Veritas Software Corp. Monday announced that it has completed a US$609 million buyout of Precise Software Solutions Ltd., a maker of performance management software, ending a recent round of acquisitions that it hopes will move it closer to being able to offer its customers automated, utility-style storage.

Mountain View, Calif.-based Veritas said that by the end of the second quarter it will begin selling Precise's i3 software, which looks at the performance of storage and applications on storage-area networks (SAN) and reports back to administrators any degradation in service and recommends a solution.

Veritas will also begin selling Precise's StorageCentral, a storage resource management (SRM) software for Windows, sometime in the second quarter, Veritas CEO Gary Bloom said during a conference call Monday.

Veritas announced the acquisition of Israel-based Precise in December, at the same time it bought out Jareva Technologies Inc. to gain server-provisioning capabilities on its own software suite (see story).
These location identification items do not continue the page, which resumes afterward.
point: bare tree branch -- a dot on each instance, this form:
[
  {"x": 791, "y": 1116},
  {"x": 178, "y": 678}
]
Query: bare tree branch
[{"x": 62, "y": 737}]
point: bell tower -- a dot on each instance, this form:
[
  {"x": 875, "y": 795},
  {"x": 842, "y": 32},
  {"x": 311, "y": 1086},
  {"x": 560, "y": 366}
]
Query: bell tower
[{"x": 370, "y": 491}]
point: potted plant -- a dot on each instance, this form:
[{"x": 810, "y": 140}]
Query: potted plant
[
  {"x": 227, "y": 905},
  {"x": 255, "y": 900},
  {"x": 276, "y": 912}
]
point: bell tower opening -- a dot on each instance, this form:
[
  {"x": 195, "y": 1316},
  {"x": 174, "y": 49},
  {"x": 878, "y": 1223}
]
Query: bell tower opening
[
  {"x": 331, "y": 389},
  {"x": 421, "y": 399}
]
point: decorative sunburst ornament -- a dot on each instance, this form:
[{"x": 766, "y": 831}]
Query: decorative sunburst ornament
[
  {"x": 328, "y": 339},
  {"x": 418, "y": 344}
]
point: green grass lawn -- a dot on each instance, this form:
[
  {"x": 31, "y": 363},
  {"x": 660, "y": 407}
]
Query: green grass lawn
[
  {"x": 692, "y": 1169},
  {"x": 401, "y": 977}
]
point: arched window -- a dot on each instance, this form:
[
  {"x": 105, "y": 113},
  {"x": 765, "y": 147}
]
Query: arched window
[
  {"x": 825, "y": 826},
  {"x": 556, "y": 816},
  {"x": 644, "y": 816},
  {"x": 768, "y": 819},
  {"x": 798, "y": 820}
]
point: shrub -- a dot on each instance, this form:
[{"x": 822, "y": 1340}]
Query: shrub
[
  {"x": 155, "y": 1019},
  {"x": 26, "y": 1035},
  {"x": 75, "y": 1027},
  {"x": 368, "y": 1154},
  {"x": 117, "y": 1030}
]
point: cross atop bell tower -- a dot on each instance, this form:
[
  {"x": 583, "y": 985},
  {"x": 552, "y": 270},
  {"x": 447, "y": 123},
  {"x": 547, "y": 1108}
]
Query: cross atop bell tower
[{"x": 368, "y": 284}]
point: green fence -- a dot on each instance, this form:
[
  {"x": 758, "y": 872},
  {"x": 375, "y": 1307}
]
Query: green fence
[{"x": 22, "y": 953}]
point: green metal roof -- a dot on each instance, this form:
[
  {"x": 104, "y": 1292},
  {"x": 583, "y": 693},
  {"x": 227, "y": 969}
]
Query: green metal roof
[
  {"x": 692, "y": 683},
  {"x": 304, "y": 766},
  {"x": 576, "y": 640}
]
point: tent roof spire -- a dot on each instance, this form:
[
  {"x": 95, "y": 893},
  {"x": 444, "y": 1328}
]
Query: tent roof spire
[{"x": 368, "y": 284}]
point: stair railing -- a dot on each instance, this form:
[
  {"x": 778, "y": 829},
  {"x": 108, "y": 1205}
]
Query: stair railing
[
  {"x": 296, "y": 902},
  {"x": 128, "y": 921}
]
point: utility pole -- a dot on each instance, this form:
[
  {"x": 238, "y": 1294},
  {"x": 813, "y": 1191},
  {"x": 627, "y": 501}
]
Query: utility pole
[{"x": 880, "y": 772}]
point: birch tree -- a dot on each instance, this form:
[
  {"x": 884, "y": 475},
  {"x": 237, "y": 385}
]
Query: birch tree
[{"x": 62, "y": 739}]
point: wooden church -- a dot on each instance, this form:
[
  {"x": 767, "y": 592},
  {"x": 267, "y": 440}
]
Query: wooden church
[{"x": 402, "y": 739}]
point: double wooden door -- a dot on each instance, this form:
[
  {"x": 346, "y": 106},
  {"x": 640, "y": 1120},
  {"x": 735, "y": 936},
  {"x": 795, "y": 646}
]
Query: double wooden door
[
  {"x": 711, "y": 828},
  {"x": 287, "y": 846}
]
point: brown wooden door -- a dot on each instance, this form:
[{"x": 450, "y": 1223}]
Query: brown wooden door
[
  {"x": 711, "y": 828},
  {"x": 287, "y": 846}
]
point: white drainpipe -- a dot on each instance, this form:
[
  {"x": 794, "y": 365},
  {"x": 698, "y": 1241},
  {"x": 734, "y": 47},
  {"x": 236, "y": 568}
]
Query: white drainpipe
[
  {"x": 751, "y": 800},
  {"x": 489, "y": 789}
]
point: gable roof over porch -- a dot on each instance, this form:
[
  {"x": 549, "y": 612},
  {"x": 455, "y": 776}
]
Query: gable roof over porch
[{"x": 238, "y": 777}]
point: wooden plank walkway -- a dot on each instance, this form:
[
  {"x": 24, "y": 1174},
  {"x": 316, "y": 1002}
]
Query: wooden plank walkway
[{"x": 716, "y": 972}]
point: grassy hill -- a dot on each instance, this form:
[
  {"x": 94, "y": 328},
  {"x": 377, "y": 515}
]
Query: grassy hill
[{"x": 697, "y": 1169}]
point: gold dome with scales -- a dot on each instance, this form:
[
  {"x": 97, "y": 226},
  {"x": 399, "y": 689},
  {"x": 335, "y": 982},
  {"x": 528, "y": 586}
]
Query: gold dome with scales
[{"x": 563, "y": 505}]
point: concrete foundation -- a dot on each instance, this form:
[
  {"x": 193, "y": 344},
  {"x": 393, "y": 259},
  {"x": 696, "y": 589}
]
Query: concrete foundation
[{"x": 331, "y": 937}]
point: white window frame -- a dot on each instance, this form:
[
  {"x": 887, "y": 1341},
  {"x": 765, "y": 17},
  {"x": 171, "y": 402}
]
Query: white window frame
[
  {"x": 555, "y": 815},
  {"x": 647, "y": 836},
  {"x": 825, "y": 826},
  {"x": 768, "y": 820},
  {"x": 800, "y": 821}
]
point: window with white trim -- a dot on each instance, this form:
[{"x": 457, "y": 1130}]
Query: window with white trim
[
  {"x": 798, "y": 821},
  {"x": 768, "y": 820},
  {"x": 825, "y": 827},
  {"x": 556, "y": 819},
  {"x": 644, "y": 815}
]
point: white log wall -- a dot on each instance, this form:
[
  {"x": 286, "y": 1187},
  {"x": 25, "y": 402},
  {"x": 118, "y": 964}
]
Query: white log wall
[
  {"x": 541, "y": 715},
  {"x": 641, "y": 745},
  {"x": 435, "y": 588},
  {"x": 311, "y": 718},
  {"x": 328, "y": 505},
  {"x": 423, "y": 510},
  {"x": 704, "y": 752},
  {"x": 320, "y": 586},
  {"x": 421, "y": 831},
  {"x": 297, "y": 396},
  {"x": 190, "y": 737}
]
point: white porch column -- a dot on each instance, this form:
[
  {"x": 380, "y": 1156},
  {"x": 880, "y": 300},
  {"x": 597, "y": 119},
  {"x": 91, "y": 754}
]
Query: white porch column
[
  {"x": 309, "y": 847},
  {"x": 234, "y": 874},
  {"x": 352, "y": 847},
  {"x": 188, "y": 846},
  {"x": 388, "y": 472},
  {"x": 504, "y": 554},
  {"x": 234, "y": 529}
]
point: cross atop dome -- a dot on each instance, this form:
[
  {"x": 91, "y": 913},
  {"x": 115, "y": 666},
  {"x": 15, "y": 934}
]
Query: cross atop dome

Veritas paid $62 million for Sunnyvale, Calif.-based Jareva.

Precise, a 10-year-old company with 450 employees, will give Veritas the ability to oversee mission-critical applications such as SAP, Oracle, BEA and Microsoft Exchange. Bloom said Veritas would lay off about 40 Precise employees whose positions are redundant at Veritas, but he said that would be offset by the hiring of another 40 people in sales, customer support and research and development.

Once the Precise and Jareva products are integrated with Veritas' own management suite, "it'll be able to call Veritas' storage management software to provision more storage," Bloom said. "And Jareva will provision more server capacity."

Matt Swann, director of database systems and engineering at Inc. in Seattle, has been using Precise's i3 software for two years on his storage network. He also uses Veritas' flagship NetBackup software.

Swann said i3 has helped proactively find and correct performance problems, which helps ensure that the data feeding the company's Web site is continuously available. Integrating the Precise and Jareva products "would give me a single console to tackle all that management," Swan said.

Bloom said that "there's a limitation on how much joint work" integrating applications could be done until now, given they were both publically traded companies. "The actual commingling of code (could) not occur until you close the transaction. Our anticipation is you'll start seeing (the integration) over the next three to six months," Bloom said.

Swan said he would like to see Veritas continue adding middleware to its storage management stack in order to better tie together front- and back-end systems.

Veritas will sell the Precise products through its own sales force and through partners CDW Corp. and Dell Computer Corp. Former Precise partner Electronic Data Systems Corp. will also continue selling i3, now as a Veritas partner, Bloom said.